Penegakan Hukum yang Tegas Terhadap Premanisme untuk Melindungi Pelaku Usaha dan Konsumen

Premanisme tidak bisa dipungkiri merupakan salah satu permasalahan besar yang terjadi di berbagai wilayah di Indonesia. Di berbagai daerah, kita bisa dengan mudah menemukan kasus praktik premanisme yang menyasar berbagai kalangan, diantaranya adalah para pemilik usaha dan juga investor.

Para pemilik usaha tersebut kerap menjadi sasaran praktik premanisme dalam berbagai bentuk, seperti dimintai “uang keamanan”, minta untuk diberikan pengelolaan lahan parkir, dan lain sebagainya. Di area stasiun Bekasi di Jawa Barat misalnya, para pedagang “diharuskan” membayar uang sebesar 2.000 rupiah per hari, hingga ratusan ribu rupiah per bulan kepada para preman di area tersebut (kompas.id, 18/2/2025).

Bila para pemilik usaha tersebut menolak memberikan uang yang diminta misalnya, maka tidak jarang diikuti dengan ancaman fisik dan perusakan properti. Tidak jarang juga tindakan premanisme tersebut dilakukan dalam bentuk penutupan paksa tempat usaha yang tidak bersedia membayar, sehingga usaha tersebut tidak bisa mendapatkan pendapatan dari konsumen.

Adanya praktik premanisme seperti ini tentu merupakan tindakan melawan hukum dan harus ditindak. Berdasarkan Kitab Undang-Undang Hukum Pidana (KUHP) pasal 368 misalnya, dinyatakan dengan jelas bahwa “Barang siapa dengan maksud untuk menguntungkan diri sendiri atau orang lain secara melawan hukum, memaksa orang lain dengan kekerasan atau ancaman kekerasan untuk memberikan suatu barang, yang seluruhnya atau sebagian adalah milik orang itu atau milik orang lain, atau untuk memberi utang atau menghapuskan piutang, diancam karena pemerasan dengan pidana penjara paling lama sembilan tahun” (beritasatu.com, 15/5/2025).

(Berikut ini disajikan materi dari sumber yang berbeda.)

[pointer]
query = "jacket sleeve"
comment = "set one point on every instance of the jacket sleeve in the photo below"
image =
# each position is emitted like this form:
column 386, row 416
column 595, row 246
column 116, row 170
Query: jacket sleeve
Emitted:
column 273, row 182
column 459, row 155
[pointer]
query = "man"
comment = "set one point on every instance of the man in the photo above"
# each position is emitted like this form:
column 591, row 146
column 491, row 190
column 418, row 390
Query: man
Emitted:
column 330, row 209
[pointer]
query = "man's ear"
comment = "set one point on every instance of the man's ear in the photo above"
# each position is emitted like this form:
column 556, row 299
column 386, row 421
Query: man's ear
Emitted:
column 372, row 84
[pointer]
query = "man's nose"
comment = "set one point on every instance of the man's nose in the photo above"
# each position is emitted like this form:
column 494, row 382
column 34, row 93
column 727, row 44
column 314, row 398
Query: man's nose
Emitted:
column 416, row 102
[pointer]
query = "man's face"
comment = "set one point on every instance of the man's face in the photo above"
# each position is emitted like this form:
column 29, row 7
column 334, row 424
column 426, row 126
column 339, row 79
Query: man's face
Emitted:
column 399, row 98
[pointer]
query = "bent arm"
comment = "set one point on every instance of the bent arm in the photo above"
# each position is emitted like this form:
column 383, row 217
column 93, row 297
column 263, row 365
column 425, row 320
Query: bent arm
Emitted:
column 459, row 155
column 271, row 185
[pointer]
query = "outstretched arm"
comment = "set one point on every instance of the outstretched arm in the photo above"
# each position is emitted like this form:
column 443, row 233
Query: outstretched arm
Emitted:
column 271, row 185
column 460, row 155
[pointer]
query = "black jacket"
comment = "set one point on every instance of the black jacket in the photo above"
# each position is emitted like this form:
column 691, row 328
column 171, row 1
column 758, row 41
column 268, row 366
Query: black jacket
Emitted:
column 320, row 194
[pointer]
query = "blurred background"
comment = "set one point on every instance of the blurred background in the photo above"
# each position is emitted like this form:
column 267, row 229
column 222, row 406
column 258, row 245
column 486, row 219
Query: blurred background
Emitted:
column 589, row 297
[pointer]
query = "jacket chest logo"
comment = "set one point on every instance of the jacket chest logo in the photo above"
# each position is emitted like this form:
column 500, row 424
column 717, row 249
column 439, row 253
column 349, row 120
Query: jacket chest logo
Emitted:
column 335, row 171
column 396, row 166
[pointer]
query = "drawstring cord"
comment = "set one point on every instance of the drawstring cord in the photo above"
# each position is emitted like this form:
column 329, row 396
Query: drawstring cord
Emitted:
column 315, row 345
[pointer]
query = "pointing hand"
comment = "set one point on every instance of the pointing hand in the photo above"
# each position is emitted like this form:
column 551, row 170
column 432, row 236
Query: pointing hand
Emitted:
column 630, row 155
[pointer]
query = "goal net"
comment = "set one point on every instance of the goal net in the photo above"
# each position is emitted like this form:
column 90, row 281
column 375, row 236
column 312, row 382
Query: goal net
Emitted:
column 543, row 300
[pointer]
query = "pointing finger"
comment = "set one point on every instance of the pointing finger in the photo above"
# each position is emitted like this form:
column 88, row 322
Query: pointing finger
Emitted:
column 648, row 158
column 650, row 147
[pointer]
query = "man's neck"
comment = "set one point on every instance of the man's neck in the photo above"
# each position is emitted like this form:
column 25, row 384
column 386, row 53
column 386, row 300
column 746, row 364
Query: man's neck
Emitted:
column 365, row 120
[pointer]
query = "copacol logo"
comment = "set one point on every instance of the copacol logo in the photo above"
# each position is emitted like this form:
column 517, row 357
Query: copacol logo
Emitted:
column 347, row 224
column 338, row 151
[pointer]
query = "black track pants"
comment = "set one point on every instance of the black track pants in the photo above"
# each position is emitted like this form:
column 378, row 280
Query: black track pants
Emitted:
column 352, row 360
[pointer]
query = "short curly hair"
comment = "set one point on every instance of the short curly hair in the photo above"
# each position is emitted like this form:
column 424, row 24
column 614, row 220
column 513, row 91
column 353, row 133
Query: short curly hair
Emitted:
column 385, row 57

Namun yang amat disayangkan bahwa, masih sangat banyak tindakan premanisme ini yang kerap dibiarkan oleh para aparat penegak hukum. Mereka bisa dengan bebas meminta uang yang diesertai dengan ancaman kepada para pemilik toko dan juga rumah makan di sekitar mereka. Dengan demikian, tidak sedikit para pemilik usaha yang lebih memilih “jalan damai” dengan memberikan uang, dibandingkan dengan risiko usaha mereka dirusak dan dihancurkan.

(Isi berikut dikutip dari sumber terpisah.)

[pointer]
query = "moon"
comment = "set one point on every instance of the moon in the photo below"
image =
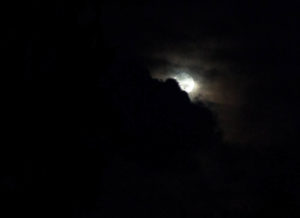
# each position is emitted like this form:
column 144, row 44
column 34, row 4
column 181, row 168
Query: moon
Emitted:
column 186, row 82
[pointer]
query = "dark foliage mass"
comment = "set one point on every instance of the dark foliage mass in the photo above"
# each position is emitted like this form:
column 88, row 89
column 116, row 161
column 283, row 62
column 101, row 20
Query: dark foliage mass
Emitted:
column 88, row 133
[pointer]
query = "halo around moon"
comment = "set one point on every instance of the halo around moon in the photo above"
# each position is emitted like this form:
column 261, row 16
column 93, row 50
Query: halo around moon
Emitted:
column 186, row 82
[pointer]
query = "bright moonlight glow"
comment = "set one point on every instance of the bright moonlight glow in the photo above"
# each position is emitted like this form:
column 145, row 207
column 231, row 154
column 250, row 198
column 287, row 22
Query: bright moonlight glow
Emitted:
column 186, row 82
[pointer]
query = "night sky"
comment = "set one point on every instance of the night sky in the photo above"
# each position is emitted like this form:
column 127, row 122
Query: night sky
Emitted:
column 150, row 109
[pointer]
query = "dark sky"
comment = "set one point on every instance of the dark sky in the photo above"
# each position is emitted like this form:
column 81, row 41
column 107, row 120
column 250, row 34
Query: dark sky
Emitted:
column 96, row 128
column 244, row 52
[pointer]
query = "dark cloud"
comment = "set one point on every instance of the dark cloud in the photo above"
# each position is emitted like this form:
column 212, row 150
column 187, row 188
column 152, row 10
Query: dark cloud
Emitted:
column 93, row 134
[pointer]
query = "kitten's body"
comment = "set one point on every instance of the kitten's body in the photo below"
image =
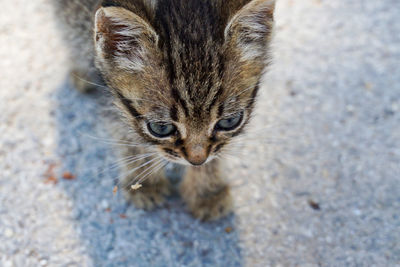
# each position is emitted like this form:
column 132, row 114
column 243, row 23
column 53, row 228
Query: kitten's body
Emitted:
column 188, row 66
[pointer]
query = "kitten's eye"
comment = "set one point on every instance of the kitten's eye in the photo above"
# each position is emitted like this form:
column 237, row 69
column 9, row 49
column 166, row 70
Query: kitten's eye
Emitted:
column 230, row 123
column 161, row 129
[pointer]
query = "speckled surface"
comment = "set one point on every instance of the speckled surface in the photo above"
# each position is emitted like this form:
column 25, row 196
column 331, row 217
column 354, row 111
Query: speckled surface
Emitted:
column 316, row 183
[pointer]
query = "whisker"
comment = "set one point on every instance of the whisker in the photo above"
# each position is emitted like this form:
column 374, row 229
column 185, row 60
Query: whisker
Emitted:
column 145, row 171
column 155, row 169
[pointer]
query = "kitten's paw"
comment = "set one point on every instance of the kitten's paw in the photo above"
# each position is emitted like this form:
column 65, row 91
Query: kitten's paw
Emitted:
column 85, row 81
column 149, row 196
column 212, row 205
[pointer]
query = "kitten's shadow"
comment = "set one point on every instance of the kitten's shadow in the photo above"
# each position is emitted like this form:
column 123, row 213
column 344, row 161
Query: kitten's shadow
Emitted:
column 117, row 234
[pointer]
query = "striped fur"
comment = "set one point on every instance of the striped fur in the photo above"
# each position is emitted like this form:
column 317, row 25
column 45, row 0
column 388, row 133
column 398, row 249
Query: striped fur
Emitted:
column 186, row 62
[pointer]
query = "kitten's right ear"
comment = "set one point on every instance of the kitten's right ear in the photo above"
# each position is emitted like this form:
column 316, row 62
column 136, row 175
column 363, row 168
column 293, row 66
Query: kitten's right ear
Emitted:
column 123, row 39
column 250, row 28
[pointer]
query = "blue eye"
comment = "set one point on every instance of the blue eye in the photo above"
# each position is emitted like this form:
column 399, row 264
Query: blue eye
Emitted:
column 161, row 129
column 229, row 123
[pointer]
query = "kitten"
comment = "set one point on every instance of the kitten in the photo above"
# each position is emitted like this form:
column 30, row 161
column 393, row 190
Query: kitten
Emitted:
column 184, row 75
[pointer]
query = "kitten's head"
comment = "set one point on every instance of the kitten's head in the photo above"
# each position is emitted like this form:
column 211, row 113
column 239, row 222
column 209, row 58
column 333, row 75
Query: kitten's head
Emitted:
column 185, row 73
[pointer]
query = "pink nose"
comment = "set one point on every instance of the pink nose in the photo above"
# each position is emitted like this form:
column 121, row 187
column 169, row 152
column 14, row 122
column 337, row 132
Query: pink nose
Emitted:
column 197, row 155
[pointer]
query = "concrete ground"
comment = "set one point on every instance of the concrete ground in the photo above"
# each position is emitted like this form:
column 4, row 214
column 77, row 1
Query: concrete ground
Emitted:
column 317, row 183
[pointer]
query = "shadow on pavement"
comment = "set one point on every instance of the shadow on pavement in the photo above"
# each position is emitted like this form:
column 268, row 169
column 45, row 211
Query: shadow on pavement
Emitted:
column 117, row 234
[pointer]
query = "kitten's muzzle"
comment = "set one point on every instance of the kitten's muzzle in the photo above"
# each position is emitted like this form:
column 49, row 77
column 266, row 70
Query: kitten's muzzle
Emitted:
column 196, row 155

Adanya fenomena ini tentu merupakan sesuatu yang sangat memprihatinkan dan harus segera diatasi. Bila praktik premanisme ini tidak segera ditindak, maka tentu akan semakin merugikan para pelaku usaha, dan membuat investor juga enggan untuk menginvestasikan dan membangun usaha, seperti toko dan pabrik, di wilayah tersebut.

Hal ini diungkapkan oleh Ketua Umum Himpunan Kawasan Industri (HKI), yang menyatakan bahwa terdapat kerugian hingga ratusan triliun akibat invesrasi yang batal di berbagai kawasan industri. Para investor tersebut membatalkan investasinya dikarenakan kelompok preman yang memaksa untuk diikutsertakan dalam proses pembangunan dan pengoperasian pabrik industri (tempo.co, 12/5/2025).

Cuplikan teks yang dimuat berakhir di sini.